The Lost Boys is overflowing with memorable images, from the splashes of smoky red light filling up the frames to its vivid depiction of an emerging punk youth. But one particular sight has stayed with me ever since I watched Joel Schumacher’s film at an entirely too-young age. It occurs during the bonfire feeding roughly halfway through the film. Until this point, violence has only been implied, which lends more potency to visible dismemberment. Amid the orgy of death and futile struggle, a single ephemeral vision: One of the vampires sinks its teeth into a man’s bald head, causing blood to splash out like champagne.
The savage penetration throughout the scene is a raw rebuke of the age-old vampire legend. It deliberately eschews the traditional scenario, which usually sees some variation of a patient, soft-spoken vampire luring his victim into complacency before calmly biting her neck without her ever realizing.
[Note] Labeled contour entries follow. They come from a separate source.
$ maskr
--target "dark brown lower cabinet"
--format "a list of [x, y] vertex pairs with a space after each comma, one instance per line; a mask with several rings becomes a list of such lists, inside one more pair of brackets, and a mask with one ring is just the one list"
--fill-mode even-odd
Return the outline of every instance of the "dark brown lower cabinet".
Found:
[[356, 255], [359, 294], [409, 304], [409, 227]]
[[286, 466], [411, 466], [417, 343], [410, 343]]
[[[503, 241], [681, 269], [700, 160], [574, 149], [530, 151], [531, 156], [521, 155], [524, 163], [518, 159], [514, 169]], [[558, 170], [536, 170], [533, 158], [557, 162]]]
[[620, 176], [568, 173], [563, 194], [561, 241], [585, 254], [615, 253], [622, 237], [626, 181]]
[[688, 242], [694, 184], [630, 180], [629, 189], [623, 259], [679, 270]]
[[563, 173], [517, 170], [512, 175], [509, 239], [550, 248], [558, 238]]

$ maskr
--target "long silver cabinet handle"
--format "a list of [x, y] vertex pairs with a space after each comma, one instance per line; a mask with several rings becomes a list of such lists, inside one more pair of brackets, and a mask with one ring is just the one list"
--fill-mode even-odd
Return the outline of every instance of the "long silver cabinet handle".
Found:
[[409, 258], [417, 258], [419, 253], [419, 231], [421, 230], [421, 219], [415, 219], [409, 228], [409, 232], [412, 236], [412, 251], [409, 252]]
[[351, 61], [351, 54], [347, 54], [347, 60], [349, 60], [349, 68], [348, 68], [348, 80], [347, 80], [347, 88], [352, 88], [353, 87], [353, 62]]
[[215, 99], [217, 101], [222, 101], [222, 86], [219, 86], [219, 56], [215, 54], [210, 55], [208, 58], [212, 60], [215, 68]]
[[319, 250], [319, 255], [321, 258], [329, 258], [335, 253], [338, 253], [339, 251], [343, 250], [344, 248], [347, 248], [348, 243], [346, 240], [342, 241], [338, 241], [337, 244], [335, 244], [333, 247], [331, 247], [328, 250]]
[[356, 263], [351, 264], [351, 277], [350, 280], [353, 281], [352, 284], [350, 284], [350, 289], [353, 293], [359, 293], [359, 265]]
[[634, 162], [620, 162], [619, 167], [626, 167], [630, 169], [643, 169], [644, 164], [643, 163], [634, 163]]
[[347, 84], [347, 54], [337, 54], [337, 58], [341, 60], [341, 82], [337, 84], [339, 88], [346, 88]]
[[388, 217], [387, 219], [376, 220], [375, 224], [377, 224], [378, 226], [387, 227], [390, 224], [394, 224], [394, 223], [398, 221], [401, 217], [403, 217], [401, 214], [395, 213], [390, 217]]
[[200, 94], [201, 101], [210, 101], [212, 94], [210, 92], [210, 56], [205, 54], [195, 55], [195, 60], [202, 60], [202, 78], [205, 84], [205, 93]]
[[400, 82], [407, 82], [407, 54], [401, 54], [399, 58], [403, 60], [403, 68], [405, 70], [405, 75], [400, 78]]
Rather, this is about something else. It’s messy. Painful. Unhinged. To see it now through a retrospective lens helps to better grasp how the film’s defining sensibilities elicited such a strong response in 1987. David (Kiefer Sutherland) and his vampire clan didn’t do things the old-fashioned way. “Sleep all day. Party all night. Never grow old. Never die. It’s fun to be a vampire,” the film’s rather perfect slogan read. They were here to bring down the old establishment and corrupt your children. And whether or not audiences consciously grasped these themes at the time, they connected with the material.
The opening shot of The Lost Boys glides over a moonlit ocean to the synth rhythms of Gerard McMann’s “Cry Little Sister.” The now-famous descending chorus (“Thou shalt not fall…”) plays over the reveal of an amusement park where David and his followers lurk among the carousel of artificial light and sound. The amusement park becomes a centerpiece of the film—a symbol of a world drowning in commercial pleasure as it decays from within. It is the focal point of a fictional California town called Santa Cruz, the “murder capital of the world,” according to graffiti on the back of a billboard. Our proxies to this world are a would-be rebel, Michael (Jason Patric) and his younger brother Sam (Corey Haim). After the divorce of their parents, Michael and Sam are displaced to Santa Cruz, where they spend nights wandering about the amusement park. Here Michael encounters David and his brethren after making eyes at David’s girl. And before long he is motorcycle racing near cliff-tops and hanging off railroad bridges.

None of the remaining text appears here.